Шрифт:
Интервал:
Закладка:
Черкасов не афишировал ни своих академических образований, ни степеней, ни учёных званий, но вот… стерпеть, когда кто-то в его присутствии несёт чушь – этого стерпеть тогда кандидат медицинских наук, доцент и доктор психологических наук, ну, никак не мог, не умел. Вот так и получилось, что когда один из соседей по столу, в ожидании „второго“, сморозил нечто несусветное с медицинской точки зрения, Черкасов ему и возразил. Возразил, так чётко и явно профессионально формулируя свои возражения, что все умолкли (к описываемому времени Андрей Васильевич начисто забыл, о чём же именно тогда, в Сухуми зашла речь в санаторской столовой). И тут неожиданно, как-то по особенному робко, но ясно, Наташа спросила:
– А вы, судя по всему, врач? Верно?
– Да, вот… к сожалению… – ответил Черкасов, имея в виду, конечно же, нежелательное для него раскрытие его профессионального инкогнито.
– Ааа! – язвительно вмешался, оскорблённый своими собственными невежеством и неправотой визави, оппонентом которого нечаянно выступил Черкасов, – Сожалеете, вероятно потому, что научной степени не заслужили?!
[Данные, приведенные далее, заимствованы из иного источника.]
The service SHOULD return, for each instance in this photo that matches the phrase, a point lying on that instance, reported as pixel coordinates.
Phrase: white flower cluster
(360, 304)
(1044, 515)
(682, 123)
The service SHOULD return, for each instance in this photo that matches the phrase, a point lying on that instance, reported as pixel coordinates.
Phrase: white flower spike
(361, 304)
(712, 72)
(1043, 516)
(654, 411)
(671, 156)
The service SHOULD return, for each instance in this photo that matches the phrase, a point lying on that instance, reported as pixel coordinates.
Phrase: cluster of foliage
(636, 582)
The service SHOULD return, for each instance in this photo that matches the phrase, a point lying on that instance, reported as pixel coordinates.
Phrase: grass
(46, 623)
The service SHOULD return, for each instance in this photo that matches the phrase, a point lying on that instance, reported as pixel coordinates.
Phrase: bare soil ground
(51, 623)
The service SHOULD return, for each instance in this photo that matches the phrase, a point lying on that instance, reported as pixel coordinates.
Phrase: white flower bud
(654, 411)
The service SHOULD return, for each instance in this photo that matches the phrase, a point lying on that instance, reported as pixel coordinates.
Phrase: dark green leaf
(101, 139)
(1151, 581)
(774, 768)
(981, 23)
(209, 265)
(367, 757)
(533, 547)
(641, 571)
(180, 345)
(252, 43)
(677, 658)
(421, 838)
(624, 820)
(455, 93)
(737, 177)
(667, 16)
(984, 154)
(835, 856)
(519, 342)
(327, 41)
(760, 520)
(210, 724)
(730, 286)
– Да, нет. Отчего же. Учёных степеней у меня две: кандидат медицинских наук, а недавно, перед поездкой сюда утвердили учёную степень доктора психологических наук. Ну а учёное звание у меня – старший научный сотрудник или, если хотите, доцент. А сожалею я о том, что, надо полагать, теперь ко мне начнут обращаться за консультациями. А давать их я не вправе. К тому же, я не лечебник, а чистый теоретик. Вот так! С этими словами Черкасов кивком поблагодарил официантку, принёсшую сразу и второе блюдо и десерт. Теперь за столом царило молчание. Постаравшись поскорее расправиться с едой, Андрей Васильевич, чуть ли не бегом удалился из столовой.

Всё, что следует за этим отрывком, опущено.